Once the bacteria was identified in Nevada, the patient was isolated to prevent the infection from spreading in the hospital.
Postmortem tests showed her infection might have responded to a treatment called fosfomycin, which is not approved in the United States.
Paul Hoskisson, a researcher at the University of Strathclyde, in Scotland, said that several European countries, including Britain, license fosfomycin for intravenous use in such cases.
“This is important because we are seeing increasing numbers of drug-resistant infections, and this is one of the first cases for Klebsiella where no drug options were open to the medical staff.”
Multi-drug-resistant Klebsiella pneumoniae has been described by the World Health Organization as “an urgent threat to human health.”
According to Nick Thomson, leader of the bacterial genomics and evolution group at the Wellcome Trust Sanger Institute in England, this bacteria is likely to become more and more resistant.
“The report highlights international travel and treatment overseas as a feature in the introduction of this pan-resistant isolate into the USA,” he said.

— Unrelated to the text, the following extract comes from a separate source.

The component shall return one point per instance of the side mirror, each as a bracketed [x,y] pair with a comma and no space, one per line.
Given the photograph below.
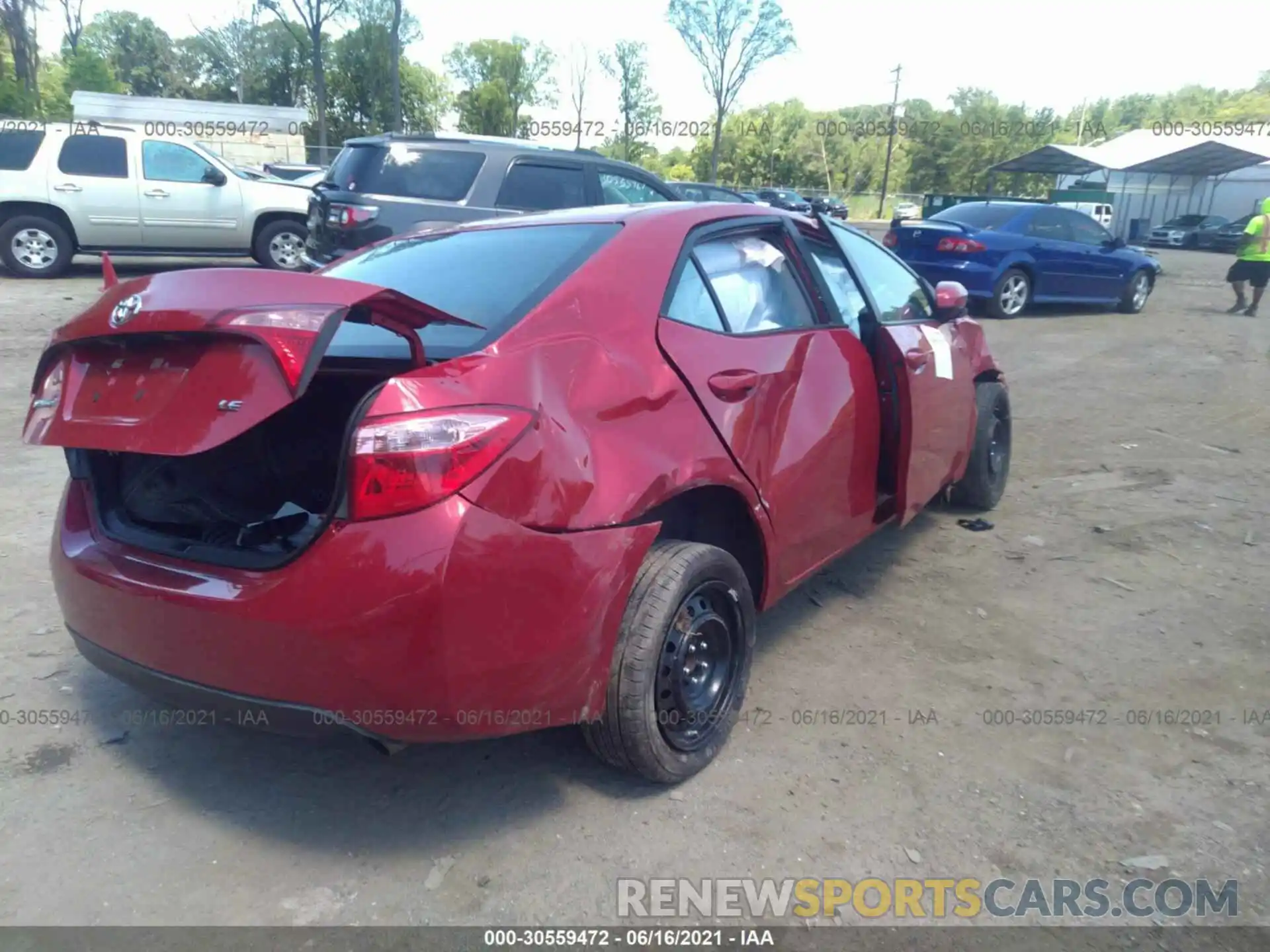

“Since we live in such an interconnected society, this is important because this isolate represents a truly untreatable infection” which leaves health-care professionals with few options but to seek to prevent further transmission.
Laura Piddock, a professor of microbiology at the University of Birmingham, said the case shows that doctors “need the flexibility to use antibiotics licensed for use in other countries and shown to be active in the laboratory against the patient’s infecting bacterium.”